佐別当さんは2000年にガイアックスに入社し、広報や新規事業開発を経てシェアリングエコノミー協会の立ち上げや、“日本で一番シェアを体験できるビル”Nagatacho GRiDの立ち上げ、多拠点生活プラットフォームであるADDressの立ち上げを行ってきました。ガイアックスの中でも一際ダイナミックなチャレンジを繰り返している佐別当さんは、どんな想いを持って行動されてきたのでしょうか。

前編では、佐別当さんの学生時代のお話から、ガイアックスとの出会いについてお聞きしていきます。

佐別当 隆志

佐別当 隆志

株式会社アドレス代表取締役・シェアリングエコノミー協会理事

2000年2月入社。

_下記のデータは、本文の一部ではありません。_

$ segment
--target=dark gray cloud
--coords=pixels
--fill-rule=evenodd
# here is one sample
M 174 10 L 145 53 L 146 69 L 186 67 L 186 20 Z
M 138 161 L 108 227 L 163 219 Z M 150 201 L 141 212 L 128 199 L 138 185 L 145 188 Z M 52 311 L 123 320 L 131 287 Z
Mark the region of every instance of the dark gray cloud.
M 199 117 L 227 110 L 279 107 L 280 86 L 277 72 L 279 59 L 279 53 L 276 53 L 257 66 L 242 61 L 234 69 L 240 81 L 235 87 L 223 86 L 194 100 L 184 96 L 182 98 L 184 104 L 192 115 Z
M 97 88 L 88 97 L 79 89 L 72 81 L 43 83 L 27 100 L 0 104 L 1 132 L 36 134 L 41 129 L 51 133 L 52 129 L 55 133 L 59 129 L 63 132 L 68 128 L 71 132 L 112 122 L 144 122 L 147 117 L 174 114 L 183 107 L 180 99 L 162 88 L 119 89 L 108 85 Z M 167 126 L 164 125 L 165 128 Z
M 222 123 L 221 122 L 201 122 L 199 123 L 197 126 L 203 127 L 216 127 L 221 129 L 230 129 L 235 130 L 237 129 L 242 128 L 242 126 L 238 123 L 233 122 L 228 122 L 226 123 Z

広報・事業開発を経て、2015年シェアリングエコノミーに特化したWebメディア「Share! Share! Share!」を公開。2016年1月一般社団法人シェアリングエコノミー協会を設立し、事務局長に就任。ガイアックスではブランド推進室に所属。 副業でシェア時代の家族とゲストの一軒家、「Miraie」を運営。New York Timesなど国内外のメディアが注目。

「何のために働くのか」想いを形にできる仕事を模索した学生時代

ー 佐別当さんはどんな学生生活を過ごしていましたか?

佐別当 高校時代は年間数日くらいしか休みがないようなハードなバスケ部に所属していました。
高校2年生の時に阪神大震災があり、変わらず部活に励みつつも、震災は僕が社会的なことを考えるきっかけになりましたね。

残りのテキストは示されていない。